If Prop 4 is approved, it should not at all harm the ability of plaintiffs to get timely relief from unconstitutional statutes. The 45-day waiting period limits only the court’s ability to “enter a judgment holding the statute unconstitutional.”  The word “judgment” has a particular meaning, and includes only the final disposition in a case, disposing of all parties and claims. A “judgment” is therefore different than other orders a court may enter on a party’s motion, such as TROs, temporary injunctions, and anything else short of a final judgment. See, e.g., Lindley v. Flores, 672 S.W.2d 612, 614 (Tex. App.–Corpus Christi 1984).
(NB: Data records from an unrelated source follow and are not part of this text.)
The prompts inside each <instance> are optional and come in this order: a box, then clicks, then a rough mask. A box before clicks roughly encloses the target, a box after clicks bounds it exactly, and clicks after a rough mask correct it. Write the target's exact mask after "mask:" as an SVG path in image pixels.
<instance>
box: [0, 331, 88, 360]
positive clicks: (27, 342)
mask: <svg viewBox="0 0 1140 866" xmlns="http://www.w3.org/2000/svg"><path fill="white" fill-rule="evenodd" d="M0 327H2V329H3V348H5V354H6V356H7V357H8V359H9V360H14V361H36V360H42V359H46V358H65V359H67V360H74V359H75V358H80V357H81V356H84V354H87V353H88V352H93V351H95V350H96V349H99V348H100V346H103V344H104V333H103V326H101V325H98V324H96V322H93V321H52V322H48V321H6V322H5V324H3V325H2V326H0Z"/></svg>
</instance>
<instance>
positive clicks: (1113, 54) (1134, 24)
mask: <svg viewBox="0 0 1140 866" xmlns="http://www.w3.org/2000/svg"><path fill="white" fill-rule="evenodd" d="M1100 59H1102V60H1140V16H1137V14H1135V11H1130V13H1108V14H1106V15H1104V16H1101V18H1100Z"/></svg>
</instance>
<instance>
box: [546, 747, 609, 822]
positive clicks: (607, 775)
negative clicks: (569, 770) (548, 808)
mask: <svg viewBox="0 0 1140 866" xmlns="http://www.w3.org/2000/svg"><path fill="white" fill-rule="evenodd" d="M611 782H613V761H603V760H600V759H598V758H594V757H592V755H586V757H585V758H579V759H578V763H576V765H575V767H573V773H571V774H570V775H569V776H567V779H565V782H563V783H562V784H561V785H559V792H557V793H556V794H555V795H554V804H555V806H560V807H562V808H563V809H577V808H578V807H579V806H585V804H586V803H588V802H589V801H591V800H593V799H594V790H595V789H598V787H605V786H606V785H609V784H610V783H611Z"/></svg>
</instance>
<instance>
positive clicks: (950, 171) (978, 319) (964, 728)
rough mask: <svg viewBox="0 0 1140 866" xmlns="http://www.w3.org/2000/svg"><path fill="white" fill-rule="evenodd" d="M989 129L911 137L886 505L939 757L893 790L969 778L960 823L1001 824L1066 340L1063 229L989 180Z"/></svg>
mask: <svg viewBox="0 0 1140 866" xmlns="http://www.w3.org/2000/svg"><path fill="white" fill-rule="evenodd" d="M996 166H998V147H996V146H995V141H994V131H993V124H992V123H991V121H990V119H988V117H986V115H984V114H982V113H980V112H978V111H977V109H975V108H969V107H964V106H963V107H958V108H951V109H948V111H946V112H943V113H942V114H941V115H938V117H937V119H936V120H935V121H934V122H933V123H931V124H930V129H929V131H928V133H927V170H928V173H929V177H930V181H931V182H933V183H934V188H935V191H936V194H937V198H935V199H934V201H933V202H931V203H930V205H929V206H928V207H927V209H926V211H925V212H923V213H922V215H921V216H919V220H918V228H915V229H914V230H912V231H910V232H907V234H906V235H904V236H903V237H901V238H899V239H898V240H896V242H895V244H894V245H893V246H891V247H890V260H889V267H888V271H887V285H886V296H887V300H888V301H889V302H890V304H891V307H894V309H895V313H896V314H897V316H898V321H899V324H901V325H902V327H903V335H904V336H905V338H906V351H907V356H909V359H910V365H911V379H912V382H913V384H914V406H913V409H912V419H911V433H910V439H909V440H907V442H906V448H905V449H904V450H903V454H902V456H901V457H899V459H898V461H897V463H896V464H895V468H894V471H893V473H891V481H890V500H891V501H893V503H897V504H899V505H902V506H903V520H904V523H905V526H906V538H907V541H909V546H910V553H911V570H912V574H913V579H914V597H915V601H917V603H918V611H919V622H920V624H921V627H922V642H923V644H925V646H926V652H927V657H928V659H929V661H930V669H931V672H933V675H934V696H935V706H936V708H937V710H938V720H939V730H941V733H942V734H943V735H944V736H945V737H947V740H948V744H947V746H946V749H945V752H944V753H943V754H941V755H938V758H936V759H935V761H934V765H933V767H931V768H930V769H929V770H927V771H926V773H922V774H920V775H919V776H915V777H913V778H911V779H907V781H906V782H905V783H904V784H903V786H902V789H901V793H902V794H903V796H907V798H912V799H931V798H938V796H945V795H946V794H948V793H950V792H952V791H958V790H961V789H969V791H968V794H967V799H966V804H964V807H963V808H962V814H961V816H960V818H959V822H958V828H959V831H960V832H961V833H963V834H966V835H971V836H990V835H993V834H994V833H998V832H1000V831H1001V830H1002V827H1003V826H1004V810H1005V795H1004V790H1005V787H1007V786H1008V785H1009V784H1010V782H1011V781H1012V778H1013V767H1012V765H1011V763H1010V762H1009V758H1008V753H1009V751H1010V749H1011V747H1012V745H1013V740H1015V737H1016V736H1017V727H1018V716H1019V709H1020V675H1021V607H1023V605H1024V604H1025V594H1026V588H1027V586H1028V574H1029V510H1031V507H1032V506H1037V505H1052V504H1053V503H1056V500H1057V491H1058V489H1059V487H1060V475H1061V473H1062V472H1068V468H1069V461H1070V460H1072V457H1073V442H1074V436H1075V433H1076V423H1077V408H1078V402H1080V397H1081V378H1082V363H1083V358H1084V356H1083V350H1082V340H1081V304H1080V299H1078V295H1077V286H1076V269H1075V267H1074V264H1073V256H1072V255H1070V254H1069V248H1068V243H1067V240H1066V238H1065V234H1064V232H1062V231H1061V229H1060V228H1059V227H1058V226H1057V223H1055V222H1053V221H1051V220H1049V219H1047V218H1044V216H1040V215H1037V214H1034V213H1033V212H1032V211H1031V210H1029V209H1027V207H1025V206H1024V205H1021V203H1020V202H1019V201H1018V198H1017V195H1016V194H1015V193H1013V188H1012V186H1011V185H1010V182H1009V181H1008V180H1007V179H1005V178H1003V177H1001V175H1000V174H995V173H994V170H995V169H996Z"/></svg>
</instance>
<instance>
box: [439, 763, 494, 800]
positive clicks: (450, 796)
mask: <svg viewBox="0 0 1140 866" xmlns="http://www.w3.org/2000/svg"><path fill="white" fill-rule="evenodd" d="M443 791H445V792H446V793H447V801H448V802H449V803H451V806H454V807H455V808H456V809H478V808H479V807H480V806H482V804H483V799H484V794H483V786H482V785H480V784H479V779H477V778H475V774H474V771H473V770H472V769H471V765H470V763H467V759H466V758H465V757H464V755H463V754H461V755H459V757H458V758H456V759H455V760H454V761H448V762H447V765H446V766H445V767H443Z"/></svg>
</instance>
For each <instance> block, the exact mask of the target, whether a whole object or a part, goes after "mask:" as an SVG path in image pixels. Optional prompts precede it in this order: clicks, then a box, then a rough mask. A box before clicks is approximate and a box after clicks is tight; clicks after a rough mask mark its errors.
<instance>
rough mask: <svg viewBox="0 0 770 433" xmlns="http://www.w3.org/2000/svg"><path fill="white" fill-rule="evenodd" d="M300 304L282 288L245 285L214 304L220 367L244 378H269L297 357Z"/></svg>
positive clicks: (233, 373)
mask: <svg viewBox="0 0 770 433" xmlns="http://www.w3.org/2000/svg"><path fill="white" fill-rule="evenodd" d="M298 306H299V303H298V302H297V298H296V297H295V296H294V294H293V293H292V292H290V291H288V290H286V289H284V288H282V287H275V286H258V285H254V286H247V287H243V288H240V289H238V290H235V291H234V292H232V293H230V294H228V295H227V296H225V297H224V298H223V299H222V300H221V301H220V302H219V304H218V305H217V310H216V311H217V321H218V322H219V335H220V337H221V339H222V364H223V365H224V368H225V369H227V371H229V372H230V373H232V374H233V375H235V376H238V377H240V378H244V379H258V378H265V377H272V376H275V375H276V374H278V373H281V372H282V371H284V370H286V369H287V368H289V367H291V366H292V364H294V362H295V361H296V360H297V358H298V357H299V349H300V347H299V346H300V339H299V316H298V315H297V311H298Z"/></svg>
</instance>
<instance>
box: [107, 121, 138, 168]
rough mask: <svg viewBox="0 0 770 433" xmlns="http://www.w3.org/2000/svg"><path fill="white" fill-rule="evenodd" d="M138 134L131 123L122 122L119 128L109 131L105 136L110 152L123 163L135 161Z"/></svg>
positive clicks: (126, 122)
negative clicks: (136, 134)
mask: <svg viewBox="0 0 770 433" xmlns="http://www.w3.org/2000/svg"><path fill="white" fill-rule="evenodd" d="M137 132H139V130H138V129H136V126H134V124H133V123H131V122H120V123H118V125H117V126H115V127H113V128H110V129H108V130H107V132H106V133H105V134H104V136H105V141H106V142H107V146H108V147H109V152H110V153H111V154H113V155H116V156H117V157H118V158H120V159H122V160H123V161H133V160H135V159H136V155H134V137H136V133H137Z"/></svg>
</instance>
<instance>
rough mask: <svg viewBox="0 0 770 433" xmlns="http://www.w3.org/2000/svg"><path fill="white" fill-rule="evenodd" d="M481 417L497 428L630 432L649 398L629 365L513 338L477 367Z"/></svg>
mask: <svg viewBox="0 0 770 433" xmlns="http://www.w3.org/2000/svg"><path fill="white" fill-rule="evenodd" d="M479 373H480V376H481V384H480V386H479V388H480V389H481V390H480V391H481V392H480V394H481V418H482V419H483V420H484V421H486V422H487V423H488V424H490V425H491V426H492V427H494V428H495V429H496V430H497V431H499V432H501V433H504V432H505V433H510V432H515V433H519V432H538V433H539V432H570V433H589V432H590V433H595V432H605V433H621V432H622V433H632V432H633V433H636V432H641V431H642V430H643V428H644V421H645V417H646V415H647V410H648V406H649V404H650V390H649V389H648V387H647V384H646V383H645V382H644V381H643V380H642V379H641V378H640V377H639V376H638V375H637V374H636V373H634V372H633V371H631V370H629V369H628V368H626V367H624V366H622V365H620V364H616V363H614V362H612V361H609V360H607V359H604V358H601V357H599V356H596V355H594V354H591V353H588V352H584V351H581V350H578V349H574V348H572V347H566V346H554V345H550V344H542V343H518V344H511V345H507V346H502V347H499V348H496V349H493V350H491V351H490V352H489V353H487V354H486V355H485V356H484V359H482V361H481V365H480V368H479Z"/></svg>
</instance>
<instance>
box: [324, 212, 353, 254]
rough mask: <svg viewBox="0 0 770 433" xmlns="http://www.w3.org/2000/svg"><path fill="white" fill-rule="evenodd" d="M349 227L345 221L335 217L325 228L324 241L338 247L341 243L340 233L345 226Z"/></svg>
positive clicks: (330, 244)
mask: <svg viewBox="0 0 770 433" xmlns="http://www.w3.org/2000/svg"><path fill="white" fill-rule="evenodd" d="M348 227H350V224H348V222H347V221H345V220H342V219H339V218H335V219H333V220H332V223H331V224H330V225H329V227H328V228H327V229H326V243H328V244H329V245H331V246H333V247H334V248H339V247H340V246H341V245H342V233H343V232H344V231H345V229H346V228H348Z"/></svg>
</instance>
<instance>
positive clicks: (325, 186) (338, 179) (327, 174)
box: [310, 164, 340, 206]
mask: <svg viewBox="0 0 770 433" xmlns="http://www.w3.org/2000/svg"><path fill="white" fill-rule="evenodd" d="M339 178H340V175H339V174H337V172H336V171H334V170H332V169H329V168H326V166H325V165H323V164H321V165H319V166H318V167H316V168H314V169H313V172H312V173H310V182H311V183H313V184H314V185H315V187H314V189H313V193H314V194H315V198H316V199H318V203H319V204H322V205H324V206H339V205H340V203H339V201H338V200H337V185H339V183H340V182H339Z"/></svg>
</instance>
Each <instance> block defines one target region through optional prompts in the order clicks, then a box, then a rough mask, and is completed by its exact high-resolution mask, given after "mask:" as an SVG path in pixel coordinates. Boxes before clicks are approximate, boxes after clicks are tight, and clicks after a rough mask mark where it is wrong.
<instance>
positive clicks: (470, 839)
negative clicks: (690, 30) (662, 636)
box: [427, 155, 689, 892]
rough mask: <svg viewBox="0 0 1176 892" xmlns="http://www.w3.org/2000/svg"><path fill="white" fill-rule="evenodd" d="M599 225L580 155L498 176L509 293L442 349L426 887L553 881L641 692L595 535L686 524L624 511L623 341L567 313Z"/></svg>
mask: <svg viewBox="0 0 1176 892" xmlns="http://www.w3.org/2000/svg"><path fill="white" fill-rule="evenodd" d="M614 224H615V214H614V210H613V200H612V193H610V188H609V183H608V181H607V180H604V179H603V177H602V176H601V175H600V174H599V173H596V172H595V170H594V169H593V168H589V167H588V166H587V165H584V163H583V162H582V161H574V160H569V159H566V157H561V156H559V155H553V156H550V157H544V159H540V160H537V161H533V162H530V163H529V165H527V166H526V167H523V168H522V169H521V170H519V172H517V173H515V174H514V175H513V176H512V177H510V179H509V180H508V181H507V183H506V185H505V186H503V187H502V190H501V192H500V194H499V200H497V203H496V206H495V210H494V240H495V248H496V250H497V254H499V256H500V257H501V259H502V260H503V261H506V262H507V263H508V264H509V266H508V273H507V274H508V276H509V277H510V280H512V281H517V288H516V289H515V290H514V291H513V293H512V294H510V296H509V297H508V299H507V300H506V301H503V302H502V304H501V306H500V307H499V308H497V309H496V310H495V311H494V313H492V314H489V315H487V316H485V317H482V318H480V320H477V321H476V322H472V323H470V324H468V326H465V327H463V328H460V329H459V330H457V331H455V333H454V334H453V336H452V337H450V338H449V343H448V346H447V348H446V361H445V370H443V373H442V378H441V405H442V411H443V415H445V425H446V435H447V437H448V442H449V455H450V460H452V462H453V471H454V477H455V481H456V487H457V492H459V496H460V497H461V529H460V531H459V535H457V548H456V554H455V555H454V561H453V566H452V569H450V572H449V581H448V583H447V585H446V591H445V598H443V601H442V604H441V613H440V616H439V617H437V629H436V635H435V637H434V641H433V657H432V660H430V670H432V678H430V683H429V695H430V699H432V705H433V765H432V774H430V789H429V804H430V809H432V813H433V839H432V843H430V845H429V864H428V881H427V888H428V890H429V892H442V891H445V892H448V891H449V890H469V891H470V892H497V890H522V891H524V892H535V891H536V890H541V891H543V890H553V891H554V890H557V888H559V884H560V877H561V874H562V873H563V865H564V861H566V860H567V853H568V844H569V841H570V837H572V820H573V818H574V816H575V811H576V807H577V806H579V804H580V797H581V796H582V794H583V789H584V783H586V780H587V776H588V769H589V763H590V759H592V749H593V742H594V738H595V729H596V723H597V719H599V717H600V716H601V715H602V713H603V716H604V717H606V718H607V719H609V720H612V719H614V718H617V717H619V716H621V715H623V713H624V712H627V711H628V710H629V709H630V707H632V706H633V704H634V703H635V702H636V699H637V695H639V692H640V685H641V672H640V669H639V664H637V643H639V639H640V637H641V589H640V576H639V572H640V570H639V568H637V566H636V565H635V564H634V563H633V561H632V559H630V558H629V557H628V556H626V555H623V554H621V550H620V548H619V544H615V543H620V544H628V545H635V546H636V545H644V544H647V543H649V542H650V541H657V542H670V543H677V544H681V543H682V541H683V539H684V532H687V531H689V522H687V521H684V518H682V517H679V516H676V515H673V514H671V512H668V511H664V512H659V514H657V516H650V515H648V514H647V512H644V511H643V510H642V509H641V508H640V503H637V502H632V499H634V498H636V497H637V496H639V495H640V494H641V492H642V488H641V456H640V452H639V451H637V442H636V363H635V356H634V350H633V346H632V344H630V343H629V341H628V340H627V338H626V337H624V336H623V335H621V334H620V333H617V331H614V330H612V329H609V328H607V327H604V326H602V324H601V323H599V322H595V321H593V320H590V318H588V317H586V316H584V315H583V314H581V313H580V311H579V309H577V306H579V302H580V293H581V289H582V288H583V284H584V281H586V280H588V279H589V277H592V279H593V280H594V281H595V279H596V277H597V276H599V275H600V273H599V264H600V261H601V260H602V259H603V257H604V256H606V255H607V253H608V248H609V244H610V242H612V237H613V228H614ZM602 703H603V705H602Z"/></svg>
The statute (sec. 402.010) actually makes this more apparent since it uses the term “final judgment” (whereas the constitutional provision says “judgment”), but the word “final” is not necessary, as there is only one type of “judgment” in Texas practice, and any temporary order (such as an injunction prohibiting the government from enforcing the offending statute while the litigation is pending) would not be subject to the 45-day waiting period.

This reading is the only legitimate interpretation of S.J.R. 6, based on its plain text (and that of sec. 402.010), and it is further supported by the federal counterpart to S.J.R. 6.  Federal Rule of Civil Procedure 5.1 imposes a similar waiting period, stating that the party and the court must provide notice to the attorney general of a constitutional challenge and permit same to intervene within 60 days, and during that 60 days, the court “may not enter a final judgment holding the statute unconstitutional.” The federal advisory committee’s note explains that “[p]retrial activities may continue without interruption during the intervention period, and the court retains authority to grant interlocutory relief.” Senator Zaffirini, the sponsor of S.J.R. 6, expressly justified the amendment as the state counterpart to the federal rule.

A couple of takeaways:

First: it is clear from the language of the amendment (and the statute that it would resurrect) that Prop 4 will not establish any hindrance whatsoever to a Texas court’s ability to enter timely and effective relief against an unconstitutional Texas statute through entry of a TRO or temporary injunction. This is true regardless of whether the sponsors and those who voted for the amendment in the Legislature would be surprised to hear that. Therefore, I don’t think it presents any problem, and is good policy to notify the AG of such challenges.

Second: the Texas Constitution is entirely too easy to amend. This exercise does point up a danger that the Legislature could someday draft an amendment that does real violence to the principle of separation of powers. While a bad constitutional amendment, if passed, would mean that the thing accomplished would by definition be consistent with the constitution (as amended), the constitution should not be amended in ways that undermine sound principles of separation of powers. (For example, if the Lege proposed an amendment to authorize imposing the waiting period on even preliminary orders like temporary injunctions.) Legislators have a duty to guard against this, and voters have a duty to pay attention and reject bad amendments when they are proposed.